I never wrote a post on it specifically, but it's sort of implicit in my UDT post (see also this comment). Eliezer also has a free will sequence which is somewhat similar/related but I'm not sure if he would agree with my formulation.
(Agreed; I also think meta-ethics and ethics are tied into each other in a way that would require that a solution to meta-ethics would at least theoretically solve any ethical problems. Given that I can think of hundreds or thousands of object level ethical problems, and given that I don't think my inability to answer at least some of them is purely due to boundedness, fallibility, self-delusion, or ignorance as such, I don't think I have a solution to meta-ethics. (But I would characterize my belief in God as at least a belief that meta-ethics and ethical problems do at least have some unique (meta-level) solution. This might be optimistic bias, though.))

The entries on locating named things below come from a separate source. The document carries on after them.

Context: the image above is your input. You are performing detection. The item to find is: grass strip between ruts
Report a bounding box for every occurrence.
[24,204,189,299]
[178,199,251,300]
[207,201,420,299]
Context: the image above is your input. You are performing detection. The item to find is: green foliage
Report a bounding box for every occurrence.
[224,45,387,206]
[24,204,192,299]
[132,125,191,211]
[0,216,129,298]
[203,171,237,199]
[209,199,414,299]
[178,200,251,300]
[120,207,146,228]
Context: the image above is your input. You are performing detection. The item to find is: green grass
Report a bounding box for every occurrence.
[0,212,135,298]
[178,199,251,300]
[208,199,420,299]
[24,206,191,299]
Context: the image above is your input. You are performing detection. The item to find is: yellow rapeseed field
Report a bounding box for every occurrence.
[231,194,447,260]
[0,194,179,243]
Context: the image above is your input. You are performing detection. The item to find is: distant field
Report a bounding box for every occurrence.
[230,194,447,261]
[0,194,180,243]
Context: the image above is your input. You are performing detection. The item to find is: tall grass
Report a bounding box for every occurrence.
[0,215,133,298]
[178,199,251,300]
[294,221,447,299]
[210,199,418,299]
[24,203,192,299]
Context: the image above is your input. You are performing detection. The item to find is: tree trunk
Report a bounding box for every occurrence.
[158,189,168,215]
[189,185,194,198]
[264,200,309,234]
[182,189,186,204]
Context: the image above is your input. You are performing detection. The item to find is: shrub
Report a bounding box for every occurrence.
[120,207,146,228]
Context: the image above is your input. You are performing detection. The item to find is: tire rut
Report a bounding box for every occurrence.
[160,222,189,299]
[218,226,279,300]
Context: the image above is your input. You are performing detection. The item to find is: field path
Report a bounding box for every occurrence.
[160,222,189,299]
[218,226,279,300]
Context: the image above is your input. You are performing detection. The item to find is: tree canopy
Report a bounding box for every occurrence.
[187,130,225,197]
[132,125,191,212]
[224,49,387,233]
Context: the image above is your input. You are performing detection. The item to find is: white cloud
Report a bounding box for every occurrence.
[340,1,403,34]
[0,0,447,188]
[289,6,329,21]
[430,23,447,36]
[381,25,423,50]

Wei Dai, have you read the Sermon on the Mount, particularly with superintelligences, Tegmark, (epistemic or moral) credit assignment, and decision theory in mind? If not I suggest it, if only for spiritual benefits. (I suggest the Douay-Rheims translation, but that might be due to a bias towards Catholics as opposed to Protestants.)
(Pretty damn drunk for the third day in a row, apologies for errors.)
Are you planning on starting a rationalist's drinking club? A byob lesswrong meetup with one sober note-taker? You usually do things purposefully, even if they're unusual purposes, so consistent drunkenness seems uncharacteristic unless it's part of a plan.
In vino veritas et sanitas!
It's mentioned here:
ETA: Just in case you're right and Eliezer somehow meant for that paragraph not to be part of his metaethics, and that his actual metaethics is just "morality is a fixed abstract computation", then I'd ask, "If morality is a fixed abstract computation, then it seems that rationality must also be a fixed abstract computation. But don't you think a complete "solved" metaethics should explain how morality differs from rationality?"
Rationality computation outputs statements about the world, morality evaluates them. Rationality is universal and objective, so it is unique as an abstract computation, not just fixed. Morality is arbitrary.
How so? Every argument I've heard for why morality is arbitrary applies just as well to rationality.
Yeah: CEV appears to just move the hard bit. Adding another layer of indirection.
To take Eliezer's statement one meta-level down:
What did he mean by "I tried that..."?
I'm not at all sure, but I think he means CFAI.
Possibly he means this.
He may have soleved it, but if only he or someone else could say what the solution was.